Social Media Bot Policies: Evaluating Passive and Active Enforcement

Source: arXiv:2409.18931 · Published 2024-09-27 · By Kristina Radivojevic, Christopher McAleer, Catrell Conley, Cormac Kennedy, Paul Brenner

TL;DR

This paper asks a practical security question: if a malicious actor uses modern multimodal foundation models (MFMs) plus browser automation to operate social-media accounts, do major platforms actually stop them? The authors answer this by reviewing bot and AI-generated-content policies across eight platforms—X, Instagram, Facebook, Threads, TikTok, Mastodon, Reddit, and LinkedIn—and then building an automated Selenium-based bot that attempts account creation, login, and posting on each platform. The threat is not abstract: the system uses GPT-4o for text and DALL·E 3 for images, with manual account creation to sidestep CAPTCHAs/email verification when necessary.

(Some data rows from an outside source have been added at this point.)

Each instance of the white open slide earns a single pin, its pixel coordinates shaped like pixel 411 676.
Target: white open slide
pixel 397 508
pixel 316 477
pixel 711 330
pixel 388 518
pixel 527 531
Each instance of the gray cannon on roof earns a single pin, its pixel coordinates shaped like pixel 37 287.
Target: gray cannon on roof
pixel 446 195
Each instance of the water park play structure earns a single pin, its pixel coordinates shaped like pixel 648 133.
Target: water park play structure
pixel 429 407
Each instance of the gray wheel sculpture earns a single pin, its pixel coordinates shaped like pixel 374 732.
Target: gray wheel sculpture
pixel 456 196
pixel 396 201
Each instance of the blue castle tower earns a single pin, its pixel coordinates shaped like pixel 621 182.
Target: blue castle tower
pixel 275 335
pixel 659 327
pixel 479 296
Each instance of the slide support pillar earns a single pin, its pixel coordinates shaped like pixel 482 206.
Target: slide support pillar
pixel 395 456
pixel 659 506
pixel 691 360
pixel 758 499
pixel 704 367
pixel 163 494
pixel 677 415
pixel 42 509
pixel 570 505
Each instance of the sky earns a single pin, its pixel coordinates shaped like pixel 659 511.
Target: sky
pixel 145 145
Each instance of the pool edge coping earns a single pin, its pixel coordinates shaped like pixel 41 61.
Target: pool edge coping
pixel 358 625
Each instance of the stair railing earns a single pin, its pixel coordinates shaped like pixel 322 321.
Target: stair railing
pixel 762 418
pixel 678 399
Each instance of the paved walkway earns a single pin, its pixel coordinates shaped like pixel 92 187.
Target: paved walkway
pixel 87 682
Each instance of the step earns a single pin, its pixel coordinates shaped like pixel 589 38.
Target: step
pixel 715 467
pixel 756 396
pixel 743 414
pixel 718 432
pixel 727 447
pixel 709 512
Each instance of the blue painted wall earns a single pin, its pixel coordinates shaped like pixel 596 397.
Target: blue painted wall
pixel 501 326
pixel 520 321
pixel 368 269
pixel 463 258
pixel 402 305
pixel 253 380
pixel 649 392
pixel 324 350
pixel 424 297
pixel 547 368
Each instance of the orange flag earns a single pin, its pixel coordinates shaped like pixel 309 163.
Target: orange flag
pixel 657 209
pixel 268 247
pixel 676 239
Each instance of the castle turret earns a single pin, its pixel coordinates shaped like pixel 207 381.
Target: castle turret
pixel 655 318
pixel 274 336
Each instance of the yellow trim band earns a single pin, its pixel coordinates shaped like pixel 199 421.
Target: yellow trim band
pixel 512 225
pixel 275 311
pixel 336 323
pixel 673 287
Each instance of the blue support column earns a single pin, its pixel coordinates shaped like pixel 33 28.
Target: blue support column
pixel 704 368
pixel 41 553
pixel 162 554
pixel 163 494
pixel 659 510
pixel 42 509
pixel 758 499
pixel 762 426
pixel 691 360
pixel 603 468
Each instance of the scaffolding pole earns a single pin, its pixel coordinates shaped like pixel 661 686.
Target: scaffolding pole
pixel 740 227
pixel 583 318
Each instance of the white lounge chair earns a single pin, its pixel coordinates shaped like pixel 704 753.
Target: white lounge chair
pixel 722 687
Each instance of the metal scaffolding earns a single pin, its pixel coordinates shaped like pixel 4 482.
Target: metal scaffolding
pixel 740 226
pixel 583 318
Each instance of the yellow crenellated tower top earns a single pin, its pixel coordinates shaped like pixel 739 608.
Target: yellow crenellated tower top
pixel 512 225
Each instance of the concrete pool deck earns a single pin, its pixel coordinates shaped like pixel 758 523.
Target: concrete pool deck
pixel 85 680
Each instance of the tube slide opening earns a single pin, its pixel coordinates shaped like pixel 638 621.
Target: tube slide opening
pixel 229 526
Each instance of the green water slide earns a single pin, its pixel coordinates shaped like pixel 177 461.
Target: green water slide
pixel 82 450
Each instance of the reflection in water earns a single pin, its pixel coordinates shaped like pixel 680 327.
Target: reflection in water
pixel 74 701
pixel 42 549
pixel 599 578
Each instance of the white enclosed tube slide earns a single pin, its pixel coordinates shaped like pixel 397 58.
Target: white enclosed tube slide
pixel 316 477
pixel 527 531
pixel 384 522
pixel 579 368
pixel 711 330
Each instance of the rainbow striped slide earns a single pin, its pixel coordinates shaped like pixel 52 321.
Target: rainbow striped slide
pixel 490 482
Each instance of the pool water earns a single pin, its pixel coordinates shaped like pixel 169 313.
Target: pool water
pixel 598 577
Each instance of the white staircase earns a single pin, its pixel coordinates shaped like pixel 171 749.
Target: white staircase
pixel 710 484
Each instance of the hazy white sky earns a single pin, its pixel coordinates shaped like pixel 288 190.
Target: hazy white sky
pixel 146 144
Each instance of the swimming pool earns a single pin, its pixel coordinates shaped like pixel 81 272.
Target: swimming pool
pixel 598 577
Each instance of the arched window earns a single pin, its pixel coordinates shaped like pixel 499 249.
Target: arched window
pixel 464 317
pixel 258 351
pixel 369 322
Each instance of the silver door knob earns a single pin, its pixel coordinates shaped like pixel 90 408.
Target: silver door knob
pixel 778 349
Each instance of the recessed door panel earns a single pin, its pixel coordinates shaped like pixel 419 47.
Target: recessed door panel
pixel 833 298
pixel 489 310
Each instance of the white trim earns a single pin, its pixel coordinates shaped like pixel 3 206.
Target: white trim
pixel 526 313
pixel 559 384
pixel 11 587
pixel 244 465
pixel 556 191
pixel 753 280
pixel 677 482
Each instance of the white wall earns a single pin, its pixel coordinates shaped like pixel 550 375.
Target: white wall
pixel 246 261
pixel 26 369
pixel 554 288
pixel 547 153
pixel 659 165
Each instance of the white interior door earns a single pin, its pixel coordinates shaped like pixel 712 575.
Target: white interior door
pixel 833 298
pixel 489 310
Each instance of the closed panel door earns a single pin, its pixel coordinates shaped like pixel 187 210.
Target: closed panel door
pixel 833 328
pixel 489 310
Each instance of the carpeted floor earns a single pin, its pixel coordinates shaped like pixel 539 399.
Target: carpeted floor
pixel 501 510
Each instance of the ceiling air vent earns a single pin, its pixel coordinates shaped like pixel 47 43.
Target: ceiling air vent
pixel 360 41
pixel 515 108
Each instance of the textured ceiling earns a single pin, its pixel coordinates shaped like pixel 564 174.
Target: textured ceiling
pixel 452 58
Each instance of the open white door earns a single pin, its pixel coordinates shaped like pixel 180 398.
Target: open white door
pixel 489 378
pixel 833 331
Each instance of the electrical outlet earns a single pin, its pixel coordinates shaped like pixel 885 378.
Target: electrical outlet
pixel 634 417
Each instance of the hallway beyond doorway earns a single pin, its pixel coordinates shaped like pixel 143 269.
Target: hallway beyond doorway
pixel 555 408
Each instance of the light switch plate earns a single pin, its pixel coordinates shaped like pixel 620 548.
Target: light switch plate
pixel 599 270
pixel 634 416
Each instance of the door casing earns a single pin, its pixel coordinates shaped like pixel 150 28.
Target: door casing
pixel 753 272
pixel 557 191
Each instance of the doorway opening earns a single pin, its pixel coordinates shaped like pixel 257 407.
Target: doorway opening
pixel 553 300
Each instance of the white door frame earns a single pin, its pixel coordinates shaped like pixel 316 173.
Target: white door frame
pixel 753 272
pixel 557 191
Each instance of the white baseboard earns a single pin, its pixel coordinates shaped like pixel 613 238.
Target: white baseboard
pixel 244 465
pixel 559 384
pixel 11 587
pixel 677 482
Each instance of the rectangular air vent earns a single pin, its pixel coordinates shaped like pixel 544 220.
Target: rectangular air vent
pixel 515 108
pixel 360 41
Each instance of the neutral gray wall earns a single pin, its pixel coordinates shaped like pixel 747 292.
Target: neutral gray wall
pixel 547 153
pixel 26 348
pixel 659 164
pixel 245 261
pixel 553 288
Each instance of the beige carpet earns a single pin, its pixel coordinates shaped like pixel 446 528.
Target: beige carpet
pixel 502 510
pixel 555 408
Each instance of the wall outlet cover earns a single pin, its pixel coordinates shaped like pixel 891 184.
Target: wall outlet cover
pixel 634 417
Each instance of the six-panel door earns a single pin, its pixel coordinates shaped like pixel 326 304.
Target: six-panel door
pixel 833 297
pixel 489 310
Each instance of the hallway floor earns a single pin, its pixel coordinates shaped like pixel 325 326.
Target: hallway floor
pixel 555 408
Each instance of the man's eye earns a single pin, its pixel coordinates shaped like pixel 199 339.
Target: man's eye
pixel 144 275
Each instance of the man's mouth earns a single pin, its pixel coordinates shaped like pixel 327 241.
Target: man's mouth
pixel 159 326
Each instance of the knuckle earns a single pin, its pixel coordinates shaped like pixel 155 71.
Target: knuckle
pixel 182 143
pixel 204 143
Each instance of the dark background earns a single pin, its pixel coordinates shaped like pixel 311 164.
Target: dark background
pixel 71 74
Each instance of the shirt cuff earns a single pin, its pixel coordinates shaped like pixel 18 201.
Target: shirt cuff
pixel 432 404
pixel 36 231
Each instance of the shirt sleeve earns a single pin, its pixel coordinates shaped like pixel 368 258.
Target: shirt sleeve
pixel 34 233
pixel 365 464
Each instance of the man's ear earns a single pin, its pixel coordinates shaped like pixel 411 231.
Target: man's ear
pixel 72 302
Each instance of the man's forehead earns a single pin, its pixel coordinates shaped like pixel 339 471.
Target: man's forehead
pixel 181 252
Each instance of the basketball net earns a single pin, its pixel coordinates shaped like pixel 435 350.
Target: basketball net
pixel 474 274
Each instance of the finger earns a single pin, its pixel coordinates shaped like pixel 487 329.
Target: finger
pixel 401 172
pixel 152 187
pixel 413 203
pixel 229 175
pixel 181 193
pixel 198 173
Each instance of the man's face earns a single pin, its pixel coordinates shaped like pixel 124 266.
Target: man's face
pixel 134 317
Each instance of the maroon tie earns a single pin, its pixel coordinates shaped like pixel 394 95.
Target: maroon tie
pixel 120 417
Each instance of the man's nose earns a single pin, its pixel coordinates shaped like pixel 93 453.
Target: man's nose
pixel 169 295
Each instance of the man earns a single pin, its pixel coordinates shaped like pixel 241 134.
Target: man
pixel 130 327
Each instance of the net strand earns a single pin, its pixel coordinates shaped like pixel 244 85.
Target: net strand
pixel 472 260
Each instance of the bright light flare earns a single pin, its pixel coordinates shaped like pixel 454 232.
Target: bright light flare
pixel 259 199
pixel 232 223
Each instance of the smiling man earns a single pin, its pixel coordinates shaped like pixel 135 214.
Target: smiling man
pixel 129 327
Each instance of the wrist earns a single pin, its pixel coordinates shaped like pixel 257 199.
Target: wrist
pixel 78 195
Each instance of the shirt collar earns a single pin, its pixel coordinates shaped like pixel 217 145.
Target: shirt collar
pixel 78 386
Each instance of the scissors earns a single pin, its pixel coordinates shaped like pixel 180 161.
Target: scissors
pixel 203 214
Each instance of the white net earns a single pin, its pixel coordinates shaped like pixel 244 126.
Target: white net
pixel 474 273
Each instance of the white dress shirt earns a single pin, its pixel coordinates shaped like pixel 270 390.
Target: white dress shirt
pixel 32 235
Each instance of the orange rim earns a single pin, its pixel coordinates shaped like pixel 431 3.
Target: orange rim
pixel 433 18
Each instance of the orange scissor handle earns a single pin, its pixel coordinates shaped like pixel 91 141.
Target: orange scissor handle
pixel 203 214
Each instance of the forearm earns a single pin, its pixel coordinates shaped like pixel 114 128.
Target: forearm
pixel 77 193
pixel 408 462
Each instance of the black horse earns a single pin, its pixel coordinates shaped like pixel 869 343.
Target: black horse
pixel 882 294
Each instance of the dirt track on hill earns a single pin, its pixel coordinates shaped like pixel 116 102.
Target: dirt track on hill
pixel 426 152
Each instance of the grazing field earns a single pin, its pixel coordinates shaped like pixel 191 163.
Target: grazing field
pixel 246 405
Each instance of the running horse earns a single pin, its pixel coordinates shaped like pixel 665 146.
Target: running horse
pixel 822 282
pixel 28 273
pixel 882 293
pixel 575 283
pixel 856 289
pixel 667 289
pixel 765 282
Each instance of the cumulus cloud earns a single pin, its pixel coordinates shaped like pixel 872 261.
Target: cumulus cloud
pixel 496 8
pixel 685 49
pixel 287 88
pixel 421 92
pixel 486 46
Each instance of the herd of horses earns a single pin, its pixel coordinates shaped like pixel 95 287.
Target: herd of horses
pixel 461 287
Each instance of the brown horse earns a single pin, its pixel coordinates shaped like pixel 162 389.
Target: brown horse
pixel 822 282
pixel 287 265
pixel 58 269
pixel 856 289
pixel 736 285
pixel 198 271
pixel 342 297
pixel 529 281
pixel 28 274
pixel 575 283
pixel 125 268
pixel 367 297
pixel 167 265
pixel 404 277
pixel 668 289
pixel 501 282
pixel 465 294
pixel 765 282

The main result is blunt: policy language and real enforcement are misaligned. The authors report successful automated login and posting on all eight platforms, with no platform ultimately preventing bot operation. Some services did suspend or challenge accounts during setup, especially Meta properties and TikTok, but the bot still achieved a working account on each platform by retrying with new accounts and/or waiting longer between actions. The paper’s value is less in novel detection science than in an end-to-end adversarial demonstration that current platform defenses are porous against low-to-moderate-skill automation combined with commodity generative models.

Key findings

All eight platforms studied—X, Instagram, Facebook, Threads, TikTok, Mastodon, Reddit, and LinkedIn—were ultimately bypassed: the authors report successful automated login and posting on every platform.
Facebook suspended three accounts for “Account Integrity” / “Authentic Identity,” but the fourth account successfully posted a “test” message and remained undetected in follow-up checks.
Instagram also suspended three accounts, yet the fourth account successfully uploaded an AI-generated image (white “test” text on black background) and was not later flagged.
Threads inherited the Instagram account suspensions, but once the fourth Meta account survived, the bot posted successfully; the authors note one phone-number verification step before persistent automation.
TikTok showed the most friction during signup/posting: more CAPTCHA challenges than other platforms and 1–2 hour spacing between logins, yet the bot still posted an unlabeled screen recording and was not caught by AIGC labeling systems.
Mastodon’s moderator-driven enforcement failed to flag a bot account that neither self-identified as a bot nor disclosed AIGC use; the authors report a successful post on mastodon.social with no moderation action during the test window.
X allowed an automated tweet despite policy prohibiting non-API automation; biweekly checks found no action against the bot account or the tweet.
LinkedIn allowed account creation on the first attempt and a simple automated “test” post, despite policies prohibiting bots and automated access.

Threat model

A malicious operator creates and controls bot accounts on mainstream social platforms using browser automation and commodity multimodal generation. The attacker can manually provision accounts and email addresses, can tolerate CAPTCHA friction and account retries, and wants to post content while avoiding platform detection or removal. The attacker is not assumed to have privileged platform access or to use the official APIs; the platforms are assumed to enforce their own published bot/AIGC policies and to deploy detection/moderation systems, but those systems may be imperfect or slow.

Methodology — deep read

Threat model and assumptions: the paper models a single malicious operator using browser automation plus an MFM to run one account per platform, with the goal of posting content and remaining on-platform. The operator is not assumed to have API access; in fact, the authors intentionally avoid platform APIs because they are monitored and rate-limited. The adversary is also assumed to be willing to manually create accounts, including email accounts, and to spend a few hours on setup. Importantly, the authors do not attempt interaction-heavy abuse (likes, comments, reposts, spam campaigns) because of ethical constraints, so the threat model is closer to “can a bot be deployed and kept alive?” than “can it influence discourse at scale?”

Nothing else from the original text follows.